The Old Testament.
The Bible is customarily divided into two books: The Old Testament and the New Testament. We should note, however, that the word testament is not totally appropriate to designate the character of these two books, but rather the designations New Covenant and Old Covenant. (Some Bibles, such as the Slavonic and Russian, use the designations Old Law and New Law to refer to these two parts.) In any case, the Old Testament may be described as the literary expression of the religious life of ancient Israel.
This literary expression of Israel's religious life extended over a thousand years from the first to the last books of the Old Testament and reflects many facets of the life of Israel, taking many forms: prose and poetry, myth and legend, folk tale and history, sacred hymns and a superb love song, religious and secular laws, proverbs of the wise and oracles of the prophets, epic poems, laments, parables and allegories.

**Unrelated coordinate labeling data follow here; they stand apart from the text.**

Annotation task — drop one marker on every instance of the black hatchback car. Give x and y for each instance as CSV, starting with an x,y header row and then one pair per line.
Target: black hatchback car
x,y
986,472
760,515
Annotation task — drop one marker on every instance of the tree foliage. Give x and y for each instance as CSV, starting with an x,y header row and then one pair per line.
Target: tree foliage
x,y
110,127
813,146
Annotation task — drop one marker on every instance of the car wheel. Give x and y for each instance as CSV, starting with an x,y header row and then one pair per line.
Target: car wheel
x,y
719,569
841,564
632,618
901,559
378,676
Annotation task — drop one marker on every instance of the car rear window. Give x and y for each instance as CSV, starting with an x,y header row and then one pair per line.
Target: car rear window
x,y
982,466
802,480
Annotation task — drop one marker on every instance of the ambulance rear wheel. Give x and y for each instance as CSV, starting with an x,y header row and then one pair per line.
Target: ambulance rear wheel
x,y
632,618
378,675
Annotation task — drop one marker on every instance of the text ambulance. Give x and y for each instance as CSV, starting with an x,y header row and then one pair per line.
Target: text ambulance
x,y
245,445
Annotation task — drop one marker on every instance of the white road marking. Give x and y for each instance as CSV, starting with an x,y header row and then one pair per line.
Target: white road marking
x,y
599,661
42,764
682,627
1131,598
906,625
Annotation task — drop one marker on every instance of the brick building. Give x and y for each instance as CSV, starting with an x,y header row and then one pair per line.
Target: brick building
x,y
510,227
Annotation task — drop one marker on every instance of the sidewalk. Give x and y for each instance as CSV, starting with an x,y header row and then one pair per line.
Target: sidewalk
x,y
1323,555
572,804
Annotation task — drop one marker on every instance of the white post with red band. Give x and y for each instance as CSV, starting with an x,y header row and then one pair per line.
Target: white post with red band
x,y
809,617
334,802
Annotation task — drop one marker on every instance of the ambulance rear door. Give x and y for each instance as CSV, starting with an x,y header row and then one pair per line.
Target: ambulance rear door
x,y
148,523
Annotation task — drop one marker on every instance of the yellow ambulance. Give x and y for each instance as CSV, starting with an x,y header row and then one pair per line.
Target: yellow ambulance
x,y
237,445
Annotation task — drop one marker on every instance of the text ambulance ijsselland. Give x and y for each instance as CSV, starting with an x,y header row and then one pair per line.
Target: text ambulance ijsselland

Yet, despite these varied forms, a common theme emerges this book is a history of God acting in history, that is, Salvation History, It is a history of a people chosen by God out of whom would come the Messiah, Jesus of Nazareth, the Son of Mary and the Son of God, the Word, the Second Person of the Trinity.
In Jewish tradition, the Scriptures were divided into three parts: The Law (the first five books), the Prophets (Former Prophets: Joshua, Judges, 1st and 2nd Samuel and 1st and 2nd Kings; Latter Prophets: Isaiah, Jeremiah, Ezekiel and the Twelve Minor Prophets), and the Writings (the remainder of the Old Testament books). Later, just before the New Testament era, the Hebrew Scriptures were translated into Greek at Alexandria, Egypt (the so-called Septuagint LXX). This translation included books and portions of books not found in the Hebrew Scriptures (the so-called Apocrypha or Deutero-canonical books). It is this later Greek (LXX) Scripture that is considered the official text for the Orthodox Churches. In any case, the original language of the Old Testament was Ancient Hebrew, although parts were written in Aramaic (a more recent Semitic language).
The New Testament.
More than 500 years before the birth of Christ, the Prophet Jeremiah predicted that the covenant relation of God with His people, instituted on Mt. Sinai, would give place in the future to a more inward and personal one (Jer. 31:31-34). With this in mind, St. Paul regarded the Christian Dispensation as being based on a new covenant, which he contrasted with the old covenant of the books of Moses (2 Cor. 3:6-15). By His sacrificial death, Christ became the mediator of a new covenant (Heb. 9:15-20).
The books of the New Testament, of which there are twenty-seven, fall into four categories: 1) Gospels from Evangelion or Good News, because they tell the Good News of Jesus Christ Sts. Matthew, Mark, Luke and John; 2) Church History The Acts of the Apostles; 3) Epistles (or Letters) of which there are twenty-one, written by Sts. Paul, James, Peter, John and Jude; and 4) an Apocalypse, that is, a Revelation or disclosure of God's will for the future, hence the title: The Revelation to St. John. All of these books were written in the koine or common Greek of the time, which was in common use throughout the Roman Empire at the beginning of the Christian era.